Mr BRYANT - Yes, there is. Because the aborigines live under certain disabilities in some States, they are not entitled to social service benefits. That is the case in all States except Victoria at present. If the aborigines are good enough to use in publicity for Australia, they should be good enough to have the rights of Australian citizenship. I refer honorable members to a picture of the Prime Minister (Mr. Menzies) in happy mood, and two very unhappy aboriginal children which was published in the Melbourne " Sun NewsPictorial " on 1 3th June last. It is a pity we could not include it in " Hansard ".


Mr Turnbull - The children are not unhappy.


Mr BRYANT - I point out to the honorable member for Mallee that there is very good cause why these children should look unhappy. Their country has been taken from them. Their lands have been taken over by an industrial concern under the auspices of the Queensland Government without compensation.


Mr Timson - That is entirely incorrect.


Mr BRYANT - It is not. I know a fair amount about this matter. In this particular instance, application was made for grazing rights over some of the land, and those rights were denied to them. Their lands have been compressed into the smallest possible compass. The Prime Minister was happy to have his photograph taken with these children. He sang them a song -

Hey, hey, clear the way, here comes the galloping major.


Mr Cope - What is the tune?


Mr BRYANT - I do not think there was any tune associated with this song. It would be a tuneless ditty coming from honorable members on the Government side.


The TEMPORARY CHAIRMAN -

Order! The honorable member must relate his remarks to the Budget.

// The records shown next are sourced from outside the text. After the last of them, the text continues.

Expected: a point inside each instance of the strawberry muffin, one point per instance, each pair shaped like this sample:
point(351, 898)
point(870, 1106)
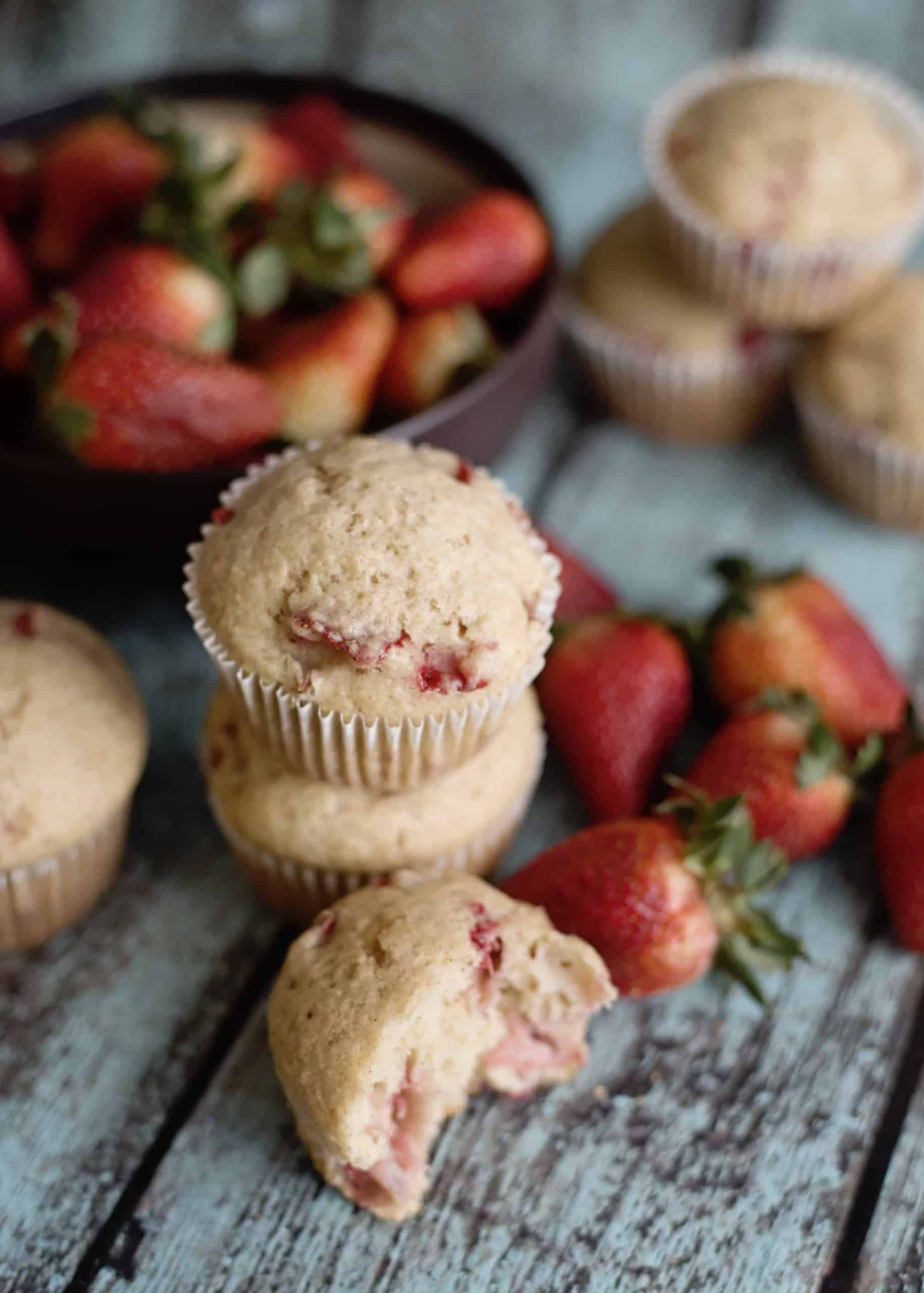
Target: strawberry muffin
point(402, 1001)
point(303, 843)
point(374, 606)
point(73, 745)
point(791, 185)
point(861, 396)
point(676, 364)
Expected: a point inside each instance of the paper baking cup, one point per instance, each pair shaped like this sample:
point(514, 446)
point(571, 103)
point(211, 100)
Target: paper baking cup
point(693, 400)
point(300, 891)
point(354, 751)
point(861, 466)
point(42, 898)
point(766, 281)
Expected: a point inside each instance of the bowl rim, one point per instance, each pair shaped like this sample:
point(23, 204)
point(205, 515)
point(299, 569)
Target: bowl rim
point(431, 125)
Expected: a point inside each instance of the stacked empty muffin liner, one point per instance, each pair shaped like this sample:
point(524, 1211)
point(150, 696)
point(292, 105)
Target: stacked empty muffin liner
point(350, 751)
point(770, 283)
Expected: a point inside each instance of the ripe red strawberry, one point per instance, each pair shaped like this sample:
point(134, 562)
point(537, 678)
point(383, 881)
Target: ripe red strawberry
point(616, 692)
point(792, 631)
point(791, 770)
point(91, 172)
point(900, 849)
point(584, 591)
point(432, 355)
point(487, 250)
point(321, 131)
point(132, 405)
point(141, 291)
point(378, 210)
point(324, 369)
point(663, 902)
point(16, 286)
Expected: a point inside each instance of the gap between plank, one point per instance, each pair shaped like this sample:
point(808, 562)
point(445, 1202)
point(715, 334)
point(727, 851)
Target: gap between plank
point(844, 1273)
point(104, 1250)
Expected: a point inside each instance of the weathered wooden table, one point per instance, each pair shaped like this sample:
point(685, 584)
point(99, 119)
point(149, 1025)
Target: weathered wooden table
point(143, 1139)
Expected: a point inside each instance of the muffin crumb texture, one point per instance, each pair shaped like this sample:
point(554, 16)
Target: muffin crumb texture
point(73, 732)
point(870, 370)
point(377, 578)
point(799, 161)
point(402, 1001)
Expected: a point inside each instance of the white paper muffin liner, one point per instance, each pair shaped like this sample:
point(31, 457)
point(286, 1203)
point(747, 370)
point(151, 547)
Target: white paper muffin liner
point(684, 399)
point(300, 891)
point(39, 899)
point(769, 281)
point(860, 466)
point(354, 751)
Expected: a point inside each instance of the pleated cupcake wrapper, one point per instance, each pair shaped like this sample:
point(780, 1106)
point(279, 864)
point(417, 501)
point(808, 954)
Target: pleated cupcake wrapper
point(44, 897)
point(300, 891)
point(354, 751)
point(684, 399)
point(766, 281)
point(861, 467)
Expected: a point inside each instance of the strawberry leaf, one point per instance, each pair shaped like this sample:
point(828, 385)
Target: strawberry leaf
point(323, 243)
point(70, 422)
point(733, 867)
point(263, 280)
point(823, 754)
point(869, 757)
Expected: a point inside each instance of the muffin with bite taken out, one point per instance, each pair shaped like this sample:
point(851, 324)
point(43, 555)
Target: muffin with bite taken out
point(403, 1000)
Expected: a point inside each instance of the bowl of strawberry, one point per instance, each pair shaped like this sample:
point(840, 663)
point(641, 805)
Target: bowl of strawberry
point(209, 266)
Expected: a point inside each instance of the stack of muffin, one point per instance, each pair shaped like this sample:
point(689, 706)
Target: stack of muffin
point(377, 613)
point(786, 193)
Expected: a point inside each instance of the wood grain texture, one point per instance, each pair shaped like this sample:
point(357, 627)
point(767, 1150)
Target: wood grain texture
point(892, 1259)
point(729, 1143)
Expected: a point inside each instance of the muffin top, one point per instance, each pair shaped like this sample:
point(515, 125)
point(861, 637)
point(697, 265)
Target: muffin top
point(627, 278)
point(870, 370)
point(334, 827)
point(794, 160)
point(73, 732)
point(377, 578)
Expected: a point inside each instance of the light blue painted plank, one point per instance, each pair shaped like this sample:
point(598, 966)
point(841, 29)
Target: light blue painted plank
point(724, 1146)
point(727, 1145)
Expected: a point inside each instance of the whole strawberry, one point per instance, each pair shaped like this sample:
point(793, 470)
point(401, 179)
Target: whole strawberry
point(900, 849)
point(792, 772)
point(487, 251)
point(324, 369)
point(663, 901)
point(377, 209)
point(321, 131)
point(141, 291)
point(91, 172)
point(584, 591)
point(132, 405)
point(616, 692)
point(791, 630)
point(432, 354)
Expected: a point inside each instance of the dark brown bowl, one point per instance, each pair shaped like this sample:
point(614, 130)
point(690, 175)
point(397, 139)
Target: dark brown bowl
point(434, 158)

Mr BRYANT - I was under the impression that the Prime Minister had something to do with the Budget, Mr. Temporary Chairman, and I was referring to the inconsistency of supporters of the Government. They are responsible for producing the Budget, including that part of it which applies to the aborigines, but their attitude in providing social service benefits for the aborigines is not in line with their approach to the aborigines when they want some personal publicity. I speak as one who has taken great interest in the welfare of the aborigines, and particularly those in Victoria over the last fifteen months. A great many people all over Australia believe that something should be done to remove the disabilities under which the aborigines suffer. This Parliament could assist by removing the anomalies under social service legislation.